D.11. Schools as Democratic Territories: Spatial Justice, Participation and Co-Governance Across the Whole School-Building Process

Stream D. Educational Inequality, Poverty and Segregation
Convenor(s) Petra Regina Moog (Sophia::Academy, Germany)
Keywords Spatial Justice, Participatory School Design, Learning Environments

School buildings are not merely infrastructures; they are public democratic spaces in which power relations, participation opportunities and everyday forms of living together become visible and negotiable. This panel explores how Spatial Justice (Soja, 2010), Democratic Co-Governance (Mouffe, 2013; Biesta, 2022) and participatory school development can be meaningfully integrated across the entire school-building process, from early visioning and needs assessment through design negotiations, implementation and post-occupancy evaluation.
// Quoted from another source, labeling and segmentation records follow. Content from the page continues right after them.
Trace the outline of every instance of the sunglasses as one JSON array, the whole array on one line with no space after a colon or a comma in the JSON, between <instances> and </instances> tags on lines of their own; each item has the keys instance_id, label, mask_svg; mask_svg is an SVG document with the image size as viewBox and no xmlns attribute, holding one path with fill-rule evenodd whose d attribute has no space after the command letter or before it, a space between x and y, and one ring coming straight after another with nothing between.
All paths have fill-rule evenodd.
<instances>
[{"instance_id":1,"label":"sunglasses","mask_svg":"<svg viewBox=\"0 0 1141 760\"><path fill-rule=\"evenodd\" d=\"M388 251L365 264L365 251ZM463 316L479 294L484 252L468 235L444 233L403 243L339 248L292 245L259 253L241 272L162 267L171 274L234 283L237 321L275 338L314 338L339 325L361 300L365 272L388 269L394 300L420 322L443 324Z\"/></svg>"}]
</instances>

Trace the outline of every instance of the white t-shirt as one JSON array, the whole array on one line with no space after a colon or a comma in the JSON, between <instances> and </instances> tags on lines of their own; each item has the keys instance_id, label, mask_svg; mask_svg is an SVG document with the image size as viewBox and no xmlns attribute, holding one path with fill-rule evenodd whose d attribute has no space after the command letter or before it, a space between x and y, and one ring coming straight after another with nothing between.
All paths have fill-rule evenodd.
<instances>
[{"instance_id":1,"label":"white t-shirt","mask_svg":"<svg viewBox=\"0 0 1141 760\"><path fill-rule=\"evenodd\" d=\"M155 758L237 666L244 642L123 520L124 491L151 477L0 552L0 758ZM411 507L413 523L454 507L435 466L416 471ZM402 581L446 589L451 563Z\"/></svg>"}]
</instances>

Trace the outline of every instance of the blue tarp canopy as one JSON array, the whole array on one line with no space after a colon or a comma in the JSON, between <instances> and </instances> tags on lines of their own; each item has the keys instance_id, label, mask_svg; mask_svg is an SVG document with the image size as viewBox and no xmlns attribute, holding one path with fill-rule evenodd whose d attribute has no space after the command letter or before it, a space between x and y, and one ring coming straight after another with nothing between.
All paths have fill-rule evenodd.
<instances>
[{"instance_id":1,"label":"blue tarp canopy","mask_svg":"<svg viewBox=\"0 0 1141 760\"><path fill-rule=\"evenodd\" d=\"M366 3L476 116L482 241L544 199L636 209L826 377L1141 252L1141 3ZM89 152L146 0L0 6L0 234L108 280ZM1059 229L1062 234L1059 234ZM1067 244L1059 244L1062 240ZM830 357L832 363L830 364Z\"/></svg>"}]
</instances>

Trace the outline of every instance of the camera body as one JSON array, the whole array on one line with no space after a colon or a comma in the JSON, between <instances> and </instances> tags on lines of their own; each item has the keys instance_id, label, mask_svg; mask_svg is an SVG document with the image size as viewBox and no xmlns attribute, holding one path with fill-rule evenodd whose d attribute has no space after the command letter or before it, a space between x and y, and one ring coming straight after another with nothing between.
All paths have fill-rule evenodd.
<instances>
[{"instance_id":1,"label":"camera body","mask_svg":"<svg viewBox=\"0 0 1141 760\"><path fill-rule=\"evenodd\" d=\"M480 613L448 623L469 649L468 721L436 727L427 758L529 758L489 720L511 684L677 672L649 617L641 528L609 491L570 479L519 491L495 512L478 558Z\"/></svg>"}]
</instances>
The central question is: How can learning environments be shaped so that they do not merely reflect democratic culture, but actively enable it? International research demonstrates that belonging, agency, social safety and spatial usability do not emerge as side effects of architecture. Instead, they result from intentional socio-spatial decisions. Studies from Scandinavian and British contexts (Woolner 2015; Sigurðardóttir 2020; Dovey and Fisher 2014) show that democratic spaces arise when spatial design and social practices are negotiated together at an early stage, and when learners, teachers and educational teams are recognised as legitimate co-designers of their environments.

The panel welcomes contributions that analyse co-governance models in school-building processes; provide empirical evidence of how students and staff act as democratic agents in shaping educational spaces; formulate spatial-justice criteria for learning environments; or conceptualise pedagogical interior architecture as a democratic practice that fosters equity, participation and collective responsibility.

The aim is to initiate a European dialogue on how schools can become democratic territories—places in which spatial justice and lived democracy converge in everyday educational life.